Much ridicule has been heaped on Spam over the years, but it has proved a hardy meat able to take whatever is dished out. Last year, the 4 billionth can was packed. Hormel spokesman Alan Krejci said the company has been swamped of late with requests for Spam T-shirts, cutting boards and aprons.

"It's fun to make fun of Spam," he acknowledged. "But it's solid. It's a lot like the community here. It's steady and traditional."

During World War II, the Allied forces were fed Spam--short for spiced ham--"with a vengeance," according to company literature. GIs called it a ham that failed its physical. The late President Dwight D. Eisenhower, the Allied commander in Europe, once joked that he had gotten so sick of Spam that he considered sending planes to bomb Austin.

Spam has become the butt of jokes by the Monty Python comedy troupe, creators of a well-known skit about a restaurant that specializes in Spam, and, more recently, by David Letterman, who hawks a mock Spam-on-a-rope for people who get hungry in the shower.

Spam McMuffins

Despite the protests, many Austinites were clearly enjoying the product that has fattened the city's economy for 50 years.
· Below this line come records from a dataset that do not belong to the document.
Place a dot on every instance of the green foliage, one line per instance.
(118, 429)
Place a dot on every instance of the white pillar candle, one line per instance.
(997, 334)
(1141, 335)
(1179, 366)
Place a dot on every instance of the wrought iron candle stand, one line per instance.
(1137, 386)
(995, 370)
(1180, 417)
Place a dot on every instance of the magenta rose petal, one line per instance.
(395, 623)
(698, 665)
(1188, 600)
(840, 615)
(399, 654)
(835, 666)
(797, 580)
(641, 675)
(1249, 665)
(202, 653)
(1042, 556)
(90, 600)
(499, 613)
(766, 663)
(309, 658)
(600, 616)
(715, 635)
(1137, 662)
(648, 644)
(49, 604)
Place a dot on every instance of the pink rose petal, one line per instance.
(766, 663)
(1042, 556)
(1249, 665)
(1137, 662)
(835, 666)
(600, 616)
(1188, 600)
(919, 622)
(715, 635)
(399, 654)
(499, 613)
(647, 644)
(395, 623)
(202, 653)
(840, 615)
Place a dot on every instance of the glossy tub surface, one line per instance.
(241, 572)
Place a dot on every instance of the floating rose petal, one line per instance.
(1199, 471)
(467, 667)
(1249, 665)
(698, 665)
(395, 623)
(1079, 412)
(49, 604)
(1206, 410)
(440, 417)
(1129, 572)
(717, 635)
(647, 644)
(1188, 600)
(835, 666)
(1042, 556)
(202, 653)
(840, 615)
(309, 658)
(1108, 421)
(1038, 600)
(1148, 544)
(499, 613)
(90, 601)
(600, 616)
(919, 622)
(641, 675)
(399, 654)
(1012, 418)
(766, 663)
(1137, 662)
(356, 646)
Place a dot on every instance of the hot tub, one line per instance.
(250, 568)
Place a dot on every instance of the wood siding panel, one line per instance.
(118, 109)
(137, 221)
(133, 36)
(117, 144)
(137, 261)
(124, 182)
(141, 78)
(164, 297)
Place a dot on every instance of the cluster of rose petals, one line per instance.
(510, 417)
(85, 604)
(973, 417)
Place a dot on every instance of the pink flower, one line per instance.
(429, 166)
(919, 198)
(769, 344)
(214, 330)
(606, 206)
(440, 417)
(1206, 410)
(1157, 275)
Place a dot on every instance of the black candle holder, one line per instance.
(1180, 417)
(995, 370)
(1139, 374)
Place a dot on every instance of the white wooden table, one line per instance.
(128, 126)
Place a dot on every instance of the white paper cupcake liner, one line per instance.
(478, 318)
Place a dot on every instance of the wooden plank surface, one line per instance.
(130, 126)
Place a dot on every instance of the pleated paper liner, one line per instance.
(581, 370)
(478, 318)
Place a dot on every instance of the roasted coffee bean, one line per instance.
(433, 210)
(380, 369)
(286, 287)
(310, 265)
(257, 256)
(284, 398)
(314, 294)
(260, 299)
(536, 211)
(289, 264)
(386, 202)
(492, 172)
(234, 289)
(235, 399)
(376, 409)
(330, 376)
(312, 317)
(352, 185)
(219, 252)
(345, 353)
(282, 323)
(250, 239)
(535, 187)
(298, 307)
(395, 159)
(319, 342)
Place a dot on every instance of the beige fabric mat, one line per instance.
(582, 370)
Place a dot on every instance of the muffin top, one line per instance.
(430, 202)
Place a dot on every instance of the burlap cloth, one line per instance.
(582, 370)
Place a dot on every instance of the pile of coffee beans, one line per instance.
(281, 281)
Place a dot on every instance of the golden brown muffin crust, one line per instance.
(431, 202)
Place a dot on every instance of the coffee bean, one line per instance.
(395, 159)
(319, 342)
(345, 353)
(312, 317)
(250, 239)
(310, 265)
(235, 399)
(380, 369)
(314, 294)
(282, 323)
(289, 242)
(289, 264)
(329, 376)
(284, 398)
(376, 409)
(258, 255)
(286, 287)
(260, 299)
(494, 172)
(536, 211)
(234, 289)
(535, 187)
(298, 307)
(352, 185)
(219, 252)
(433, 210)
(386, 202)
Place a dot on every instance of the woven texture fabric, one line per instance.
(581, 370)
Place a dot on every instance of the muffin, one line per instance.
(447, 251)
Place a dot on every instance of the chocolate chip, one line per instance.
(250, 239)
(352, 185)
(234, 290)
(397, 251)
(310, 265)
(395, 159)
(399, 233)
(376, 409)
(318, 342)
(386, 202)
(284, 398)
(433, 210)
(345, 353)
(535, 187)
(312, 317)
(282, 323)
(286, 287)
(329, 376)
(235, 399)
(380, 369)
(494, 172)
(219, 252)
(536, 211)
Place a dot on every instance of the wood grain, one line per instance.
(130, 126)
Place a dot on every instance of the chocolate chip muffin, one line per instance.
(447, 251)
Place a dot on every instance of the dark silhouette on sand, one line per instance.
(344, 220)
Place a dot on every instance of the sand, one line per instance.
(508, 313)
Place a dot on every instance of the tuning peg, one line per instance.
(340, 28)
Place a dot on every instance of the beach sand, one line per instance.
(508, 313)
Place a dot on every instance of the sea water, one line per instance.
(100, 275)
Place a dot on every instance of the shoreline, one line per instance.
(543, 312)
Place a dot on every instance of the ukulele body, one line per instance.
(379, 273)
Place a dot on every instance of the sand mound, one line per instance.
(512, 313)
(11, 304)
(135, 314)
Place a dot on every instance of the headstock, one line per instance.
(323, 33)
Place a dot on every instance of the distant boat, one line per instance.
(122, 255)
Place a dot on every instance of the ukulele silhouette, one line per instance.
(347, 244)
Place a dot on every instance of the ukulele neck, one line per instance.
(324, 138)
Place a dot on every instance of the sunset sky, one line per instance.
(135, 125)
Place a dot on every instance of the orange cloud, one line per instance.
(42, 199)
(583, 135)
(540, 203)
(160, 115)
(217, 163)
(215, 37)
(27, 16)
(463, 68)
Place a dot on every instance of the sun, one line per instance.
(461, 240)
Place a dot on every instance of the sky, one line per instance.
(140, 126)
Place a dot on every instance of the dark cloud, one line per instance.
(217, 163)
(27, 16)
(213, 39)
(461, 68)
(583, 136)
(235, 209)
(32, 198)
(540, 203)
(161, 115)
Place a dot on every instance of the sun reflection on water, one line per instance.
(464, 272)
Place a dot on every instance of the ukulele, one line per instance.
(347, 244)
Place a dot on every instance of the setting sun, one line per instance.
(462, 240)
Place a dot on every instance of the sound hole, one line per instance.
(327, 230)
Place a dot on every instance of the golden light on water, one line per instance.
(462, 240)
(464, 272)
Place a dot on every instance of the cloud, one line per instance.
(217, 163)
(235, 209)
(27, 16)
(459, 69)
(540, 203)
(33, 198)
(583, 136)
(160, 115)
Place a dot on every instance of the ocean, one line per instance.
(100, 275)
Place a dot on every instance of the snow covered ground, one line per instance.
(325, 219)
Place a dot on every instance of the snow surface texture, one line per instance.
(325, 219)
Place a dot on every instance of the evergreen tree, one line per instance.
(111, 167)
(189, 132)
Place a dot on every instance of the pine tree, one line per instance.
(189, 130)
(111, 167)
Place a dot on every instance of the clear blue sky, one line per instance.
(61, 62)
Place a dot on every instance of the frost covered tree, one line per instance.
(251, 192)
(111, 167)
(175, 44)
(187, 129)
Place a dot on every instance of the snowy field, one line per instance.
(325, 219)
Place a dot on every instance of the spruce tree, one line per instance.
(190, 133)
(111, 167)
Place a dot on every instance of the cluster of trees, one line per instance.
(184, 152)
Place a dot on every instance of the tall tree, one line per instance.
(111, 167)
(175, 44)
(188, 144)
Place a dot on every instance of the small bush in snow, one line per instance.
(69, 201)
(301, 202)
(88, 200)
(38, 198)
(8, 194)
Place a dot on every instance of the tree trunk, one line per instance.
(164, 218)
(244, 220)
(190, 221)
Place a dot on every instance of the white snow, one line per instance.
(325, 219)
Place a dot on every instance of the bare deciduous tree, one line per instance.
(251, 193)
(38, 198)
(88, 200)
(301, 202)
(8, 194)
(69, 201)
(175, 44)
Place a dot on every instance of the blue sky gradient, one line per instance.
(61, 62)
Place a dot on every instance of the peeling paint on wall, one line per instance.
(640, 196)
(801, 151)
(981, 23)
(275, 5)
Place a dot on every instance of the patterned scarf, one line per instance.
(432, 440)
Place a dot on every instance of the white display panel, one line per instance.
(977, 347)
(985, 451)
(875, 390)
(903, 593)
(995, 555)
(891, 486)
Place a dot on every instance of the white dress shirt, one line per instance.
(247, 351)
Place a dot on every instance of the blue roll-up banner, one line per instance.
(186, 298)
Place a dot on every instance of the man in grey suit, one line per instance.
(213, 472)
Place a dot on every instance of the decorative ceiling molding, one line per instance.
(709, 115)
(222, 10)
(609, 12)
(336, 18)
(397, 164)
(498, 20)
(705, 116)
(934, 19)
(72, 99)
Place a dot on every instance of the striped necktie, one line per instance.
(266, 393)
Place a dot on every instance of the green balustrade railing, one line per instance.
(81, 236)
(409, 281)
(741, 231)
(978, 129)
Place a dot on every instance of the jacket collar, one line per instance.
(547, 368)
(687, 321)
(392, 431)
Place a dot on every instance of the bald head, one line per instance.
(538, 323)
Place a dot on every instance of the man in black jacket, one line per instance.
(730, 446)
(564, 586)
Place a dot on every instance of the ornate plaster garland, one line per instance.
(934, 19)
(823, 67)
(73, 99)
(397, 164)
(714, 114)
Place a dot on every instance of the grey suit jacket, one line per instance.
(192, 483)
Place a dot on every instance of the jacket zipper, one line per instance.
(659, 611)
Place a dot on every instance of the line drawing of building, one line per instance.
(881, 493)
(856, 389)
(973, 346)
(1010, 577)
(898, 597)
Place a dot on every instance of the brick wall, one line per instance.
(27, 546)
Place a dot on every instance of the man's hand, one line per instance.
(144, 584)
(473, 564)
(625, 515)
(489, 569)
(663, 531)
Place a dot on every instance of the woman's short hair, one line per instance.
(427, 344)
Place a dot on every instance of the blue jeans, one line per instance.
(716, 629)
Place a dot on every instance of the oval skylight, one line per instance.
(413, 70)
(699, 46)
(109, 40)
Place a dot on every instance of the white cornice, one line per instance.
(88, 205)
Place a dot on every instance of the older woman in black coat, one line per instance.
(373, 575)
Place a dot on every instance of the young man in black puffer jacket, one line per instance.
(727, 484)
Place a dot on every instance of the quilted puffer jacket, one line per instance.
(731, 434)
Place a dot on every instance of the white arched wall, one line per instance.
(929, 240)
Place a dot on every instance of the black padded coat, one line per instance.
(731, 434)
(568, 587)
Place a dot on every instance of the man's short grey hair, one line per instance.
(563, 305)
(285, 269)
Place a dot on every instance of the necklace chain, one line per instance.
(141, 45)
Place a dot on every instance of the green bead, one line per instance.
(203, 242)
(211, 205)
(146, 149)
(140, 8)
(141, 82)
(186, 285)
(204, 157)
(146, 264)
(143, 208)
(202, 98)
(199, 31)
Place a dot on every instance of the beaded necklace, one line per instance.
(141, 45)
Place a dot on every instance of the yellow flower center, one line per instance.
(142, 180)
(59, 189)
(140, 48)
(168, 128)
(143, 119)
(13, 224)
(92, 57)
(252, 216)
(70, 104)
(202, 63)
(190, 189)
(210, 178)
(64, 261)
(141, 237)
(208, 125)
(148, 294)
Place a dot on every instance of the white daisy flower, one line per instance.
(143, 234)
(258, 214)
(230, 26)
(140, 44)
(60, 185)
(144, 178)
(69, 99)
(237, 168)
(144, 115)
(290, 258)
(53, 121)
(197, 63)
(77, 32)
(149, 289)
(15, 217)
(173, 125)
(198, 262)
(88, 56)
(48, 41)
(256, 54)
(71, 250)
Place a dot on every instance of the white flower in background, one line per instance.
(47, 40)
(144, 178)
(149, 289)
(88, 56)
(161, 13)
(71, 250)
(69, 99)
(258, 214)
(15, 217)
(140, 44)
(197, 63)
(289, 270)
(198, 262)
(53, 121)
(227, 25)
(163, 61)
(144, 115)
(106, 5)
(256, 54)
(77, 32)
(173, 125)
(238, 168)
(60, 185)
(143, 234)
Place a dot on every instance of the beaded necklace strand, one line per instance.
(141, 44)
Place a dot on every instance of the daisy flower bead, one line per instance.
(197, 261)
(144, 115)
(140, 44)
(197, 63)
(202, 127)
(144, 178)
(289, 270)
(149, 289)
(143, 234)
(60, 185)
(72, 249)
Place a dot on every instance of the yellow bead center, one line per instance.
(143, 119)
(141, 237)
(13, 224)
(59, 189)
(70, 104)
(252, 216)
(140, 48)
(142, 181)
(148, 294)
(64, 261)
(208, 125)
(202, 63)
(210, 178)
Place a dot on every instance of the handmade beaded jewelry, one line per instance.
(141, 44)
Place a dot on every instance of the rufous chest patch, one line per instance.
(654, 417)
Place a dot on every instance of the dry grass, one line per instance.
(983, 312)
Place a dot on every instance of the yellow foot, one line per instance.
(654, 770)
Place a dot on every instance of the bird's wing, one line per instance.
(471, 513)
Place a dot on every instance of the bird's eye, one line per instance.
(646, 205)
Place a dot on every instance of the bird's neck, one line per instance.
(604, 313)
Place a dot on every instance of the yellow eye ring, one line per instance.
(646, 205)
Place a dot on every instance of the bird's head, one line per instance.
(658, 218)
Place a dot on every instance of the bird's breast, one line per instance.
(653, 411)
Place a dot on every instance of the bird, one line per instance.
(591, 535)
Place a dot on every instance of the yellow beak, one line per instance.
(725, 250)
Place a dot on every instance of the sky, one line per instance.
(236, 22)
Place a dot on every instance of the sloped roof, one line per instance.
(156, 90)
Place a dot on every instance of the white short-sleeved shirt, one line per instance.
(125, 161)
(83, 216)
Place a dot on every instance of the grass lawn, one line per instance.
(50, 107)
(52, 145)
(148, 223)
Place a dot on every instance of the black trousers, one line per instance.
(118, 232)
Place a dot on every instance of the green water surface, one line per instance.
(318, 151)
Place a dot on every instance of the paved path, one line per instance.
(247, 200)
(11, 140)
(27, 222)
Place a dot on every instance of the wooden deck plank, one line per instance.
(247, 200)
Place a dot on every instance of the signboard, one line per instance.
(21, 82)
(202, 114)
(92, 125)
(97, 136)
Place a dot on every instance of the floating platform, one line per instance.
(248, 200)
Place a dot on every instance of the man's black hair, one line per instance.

The local McDonald's had special Spam McMuffins on the menu. A local artist unveiled a portrait of Austin resting on a can of Spam. Hormel's corporate contribution was a display in the mall resembling two huge "50s" made out of 2,700 Spam cans, each with an additional 10,468 cans forming the base.

"I hope Spam lasts 100 years," declared Hormel President Richard Knowlton as Friday's cook-off judging began. It should. The company claims the product has an indefinite shelf life.

The cook-off was just one of many Spam-related contests scheduled for the weekend. On Sunday, for example, there will be a five-mile "hog jog" run. When asked why the race was shorter than the usual 10 kilometers, or six miles, Krejci explained: "We're talking about people who eat Spam; we don't want to push their endurance limits."

One event--a treasure hunt contest for a hidden gold Spam medallion worth $100--has apparently gone awry. Union members said they found the medallion and will not give it back.